The contamination of the environment by pesticides is very real, as is their negative impact on biodiversity and ecosystems, according to a report released Thursday by Inrae and Ifremer, two public research institutes specializing in agriculture and of the sea.

Two years and forty experts

Carried out at the request of three ministries (Ecological Transition, Agriculture, Research), this meta-analysis mobilized for two years around forty experts who reviewed some 4,000 scientific studies already published, in a French or comparable context, to summarize knowledge on the impact of plant protection products on biodiversity and ecosystems.

It intervenes in a context of reflection on the use of pesticides.

Since the Grenelle Environment Forum at the end of 2007, which had set a target of reducing the use of synthetic pesticides by 50% in ten years, successive plans have failed.

At EU level, a proposal is under consideration to halve the use of pesticides by 2030.

A last report in 2008

The last reports of this type dated from 2005 and 2008. Today "the image is much more precise of this contamination, due in particular to the densification of the surveillance networks, but also to the improvement of sampling techniques or analysis", explains Wilfried Sanchez, Deputy Scientific Director of Ifremer.

The observation: contamination that affects all environments, concerns not only a variety of active substances but also transformation products, adjuvants and co-formulants, even if the latter are less sought after.

Agriculture in the spotlight

The concentration is found mainly in agricultural areas, where the products are used, and spreads "along the land-sea continuum to reach the oceans, with a decrease in concentrations by a dilution effect", describes Sanchez.

Contamination can persist, even if it decreases over time, as shown by the sometimes persistent presence of products that are currently prohibited (eg DDT, lindane, diuron).

And if there are various factors affecting biodiversity (climate change, exploitation of resources, modification and destruction of natural habitats), "the available studies published over the last 20 years allow us to assert in a robust way that plant protection products are one of the causes major factors in the decline of certain populations", underlines Stéphane Pesce, of INRAE.

None spared

Among the species affected, there are, for example, terrestrial invertebrates, including pollinating insects such as bees or beetles that prey on certain pests, as well as birds.

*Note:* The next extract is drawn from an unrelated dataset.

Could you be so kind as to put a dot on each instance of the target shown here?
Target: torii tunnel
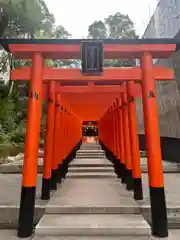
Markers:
(108, 98)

Some of the synthetic products “contribute strongly to the risk” of extinction which weighs on 9 to 15% of the species listed in Europe, he insisted.

Bats and amphibians are also affected.

The study also highlights the sub-lethal effects - which disrupt the functioning of organisms without causing rapid death - the subject of recent research: loss of orientation, immune deficiencies, but also behavioral changes.

The indirect effects are also “better and better characterized”, notes Pesce.